A numerical study for tempered time-fractional advection-dispersion equation on graded meshes

TL;DR

This paper introduces a second-order accurate, efficient numerical scheme for the tempered time-fractional advection-dispersion equation using a sum-of-exponentials approximation and graded meshes, reducing computational costs while maintaining accuracy.

Contribution

The paper develops a novel SOE-based time-stepping scheme with graded meshes for improved efficiency and accuracy in solving tempered time-fractional PDEs, with rigorous analysis and numerical validation.

Findings

Achieves same convergence order as classical schemes with less storage and computation.

Reduces storage from O(MN) to O(MN_exp) and computational complexity from O(MN^2) to O(MN N_exp).

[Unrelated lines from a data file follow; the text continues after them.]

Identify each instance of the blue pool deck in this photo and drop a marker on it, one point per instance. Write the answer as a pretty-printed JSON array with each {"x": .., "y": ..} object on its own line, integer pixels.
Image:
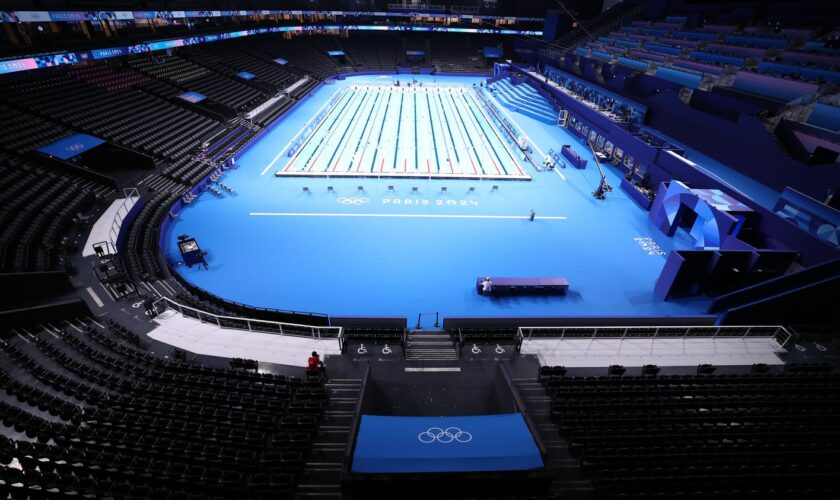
[{"x": 402, "y": 252}]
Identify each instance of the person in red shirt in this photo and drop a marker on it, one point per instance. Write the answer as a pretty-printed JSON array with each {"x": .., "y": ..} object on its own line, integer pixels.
[{"x": 314, "y": 365}]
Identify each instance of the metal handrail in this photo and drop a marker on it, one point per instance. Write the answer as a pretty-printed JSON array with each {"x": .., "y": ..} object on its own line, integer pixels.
[
  {"x": 253, "y": 325},
  {"x": 778, "y": 332}
]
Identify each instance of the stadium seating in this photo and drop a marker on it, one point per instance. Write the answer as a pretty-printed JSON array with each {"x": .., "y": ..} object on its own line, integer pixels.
[
  {"x": 90, "y": 414},
  {"x": 39, "y": 206},
  {"x": 673, "y": 436}
]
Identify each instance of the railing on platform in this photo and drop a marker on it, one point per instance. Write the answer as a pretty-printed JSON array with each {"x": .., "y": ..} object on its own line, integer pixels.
[
  {"x": 779, "y": 333},
  {"x": 132, "y": 196},
  {"x": 252, "y": 325}
]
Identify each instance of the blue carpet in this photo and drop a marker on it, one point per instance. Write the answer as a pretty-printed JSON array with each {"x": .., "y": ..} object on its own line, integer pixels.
[{"x": 397, "y": 265}]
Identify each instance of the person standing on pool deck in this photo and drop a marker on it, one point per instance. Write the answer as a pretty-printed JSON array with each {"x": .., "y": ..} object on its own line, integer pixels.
[{"x": 314, "y": 365}]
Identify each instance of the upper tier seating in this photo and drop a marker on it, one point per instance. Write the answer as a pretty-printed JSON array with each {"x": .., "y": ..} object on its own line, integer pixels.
[
  {"x": 88, "y": 414},
  {"x": 752, "y": 436}
]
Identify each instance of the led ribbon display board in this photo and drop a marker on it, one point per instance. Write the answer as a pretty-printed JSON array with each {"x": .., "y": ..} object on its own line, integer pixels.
[
  {"x": 49, "y": 60},
  {"x": 40, "y": 16}
]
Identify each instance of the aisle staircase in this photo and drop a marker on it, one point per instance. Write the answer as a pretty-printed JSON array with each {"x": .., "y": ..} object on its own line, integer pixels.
[
  {"x": 321, "y": 475},
  {"x": 569, "y": 480},
  {"x": 430, "y": 346},
  {"x": 524, "y": 99}
]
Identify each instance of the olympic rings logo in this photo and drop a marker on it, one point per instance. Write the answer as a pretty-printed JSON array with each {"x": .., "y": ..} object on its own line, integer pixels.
[
  {"x": 444, "y": 436},
  {"x": 353, "y": 201}
]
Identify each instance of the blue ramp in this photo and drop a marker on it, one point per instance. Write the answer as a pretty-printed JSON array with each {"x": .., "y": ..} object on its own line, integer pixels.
[{"x": 444, "y": 444}]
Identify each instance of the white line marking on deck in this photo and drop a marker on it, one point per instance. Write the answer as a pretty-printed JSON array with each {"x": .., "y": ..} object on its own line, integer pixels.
[{"x": 408, "y": 216}]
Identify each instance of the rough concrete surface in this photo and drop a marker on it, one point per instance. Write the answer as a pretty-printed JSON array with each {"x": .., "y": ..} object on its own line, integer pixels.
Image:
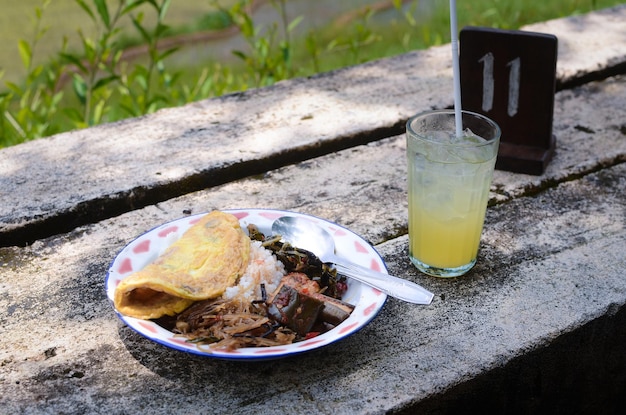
[{"x": 538, "y": 326}]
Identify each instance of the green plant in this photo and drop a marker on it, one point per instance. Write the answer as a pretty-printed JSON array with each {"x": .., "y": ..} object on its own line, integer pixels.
[
  {"x": 265, "y": 63},
  {"x": 27, "y": 110},
  {"x": 145, "y": 88}
]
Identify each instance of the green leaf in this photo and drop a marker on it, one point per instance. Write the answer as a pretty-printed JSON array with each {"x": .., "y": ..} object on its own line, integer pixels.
[
  {"x": 25, "y": 53},
  {"x": 164, "y": 8},
  {"x": 86, "y": 8},
  {"x": 137, "y": 23},
  {"x": 14, "y": 87},
  {"x": 295, "y": 22},
  {"x": 105, "y": 81},
  {"x": 75, "y": 116},
  {"x": 74, "y": 60},
  {"x": 132, "y": 5},
  {"x": 103, "y": 11},
  {"x": 80, "y": 88},
  {"x": 98, "y": 112}
]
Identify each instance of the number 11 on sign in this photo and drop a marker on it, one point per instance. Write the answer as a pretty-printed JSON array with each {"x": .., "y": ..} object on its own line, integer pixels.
[{"x": 489, "y": 83}]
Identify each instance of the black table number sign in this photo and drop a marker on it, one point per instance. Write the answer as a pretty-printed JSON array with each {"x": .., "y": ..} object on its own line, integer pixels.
[{"x": 510, "y": 76}]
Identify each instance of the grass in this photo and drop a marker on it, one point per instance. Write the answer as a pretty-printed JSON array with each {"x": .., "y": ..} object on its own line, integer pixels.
[{"x": 285, "y": 47}]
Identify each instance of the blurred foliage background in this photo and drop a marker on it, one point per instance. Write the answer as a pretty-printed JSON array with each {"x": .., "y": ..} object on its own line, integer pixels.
[{"x": 69, "y": 64}]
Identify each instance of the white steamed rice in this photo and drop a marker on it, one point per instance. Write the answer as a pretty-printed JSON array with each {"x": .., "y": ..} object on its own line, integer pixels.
[{"x": 264, "y": 268}]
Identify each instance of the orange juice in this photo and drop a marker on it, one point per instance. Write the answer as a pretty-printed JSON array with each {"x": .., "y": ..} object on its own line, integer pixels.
[{"x": 449, "y": 182}]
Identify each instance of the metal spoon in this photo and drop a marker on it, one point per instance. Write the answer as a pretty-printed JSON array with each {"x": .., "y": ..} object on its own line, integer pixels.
[{"x": 305, "y": 234}]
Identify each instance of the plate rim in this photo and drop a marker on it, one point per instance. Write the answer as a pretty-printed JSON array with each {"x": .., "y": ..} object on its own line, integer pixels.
[{"x": 260, "y": 353}]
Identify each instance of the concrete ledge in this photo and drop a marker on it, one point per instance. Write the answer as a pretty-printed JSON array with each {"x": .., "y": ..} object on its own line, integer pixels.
[
  {"x": 88, "y": 175},
  {"x": 537, "y": 326}
]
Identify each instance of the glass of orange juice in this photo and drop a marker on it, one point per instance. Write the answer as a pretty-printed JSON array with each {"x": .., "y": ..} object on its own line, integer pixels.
[{"x": 449, "y": 179}]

Numerical results confirm the scheme's accuracy and efficiency.

Abstract

In this paper, we develop a second-order accurate time-stepping scheme for the tempered time-fractional advection-dispersion equation based on a sum-of-exponentials (SOE) approximation to the convolution kernel involved in the fractional derivative. To effectively resolve the weak initial-time singularity at t=0, graded temporal meshes are employed. A fully discrete scheme is constructed by coupling the proposed half-time-level temporal discretization with a finite difference method in space. Compared with the classical L1 scheme, the proposed SOE-based method achieves the same global convergence order while reducing both storage requirements and computational cost. Specifically, the storage demand is reduced from O(MN) to O(MN_exp), and the computational complexity is lowered from O(MN^2) to O(MN N_exp), where M and N denote the numbers of spatial and temporal grid points, respectively, and N_exp is the number of exponential terms used in the SOE approximation. The unique solvability, stability and accuracy of the resulting scheme are rigorously analyzed. Several numerical results are presented to confirm the sharpness of the error analysis and to demonstrate the efficiency of the proposed method.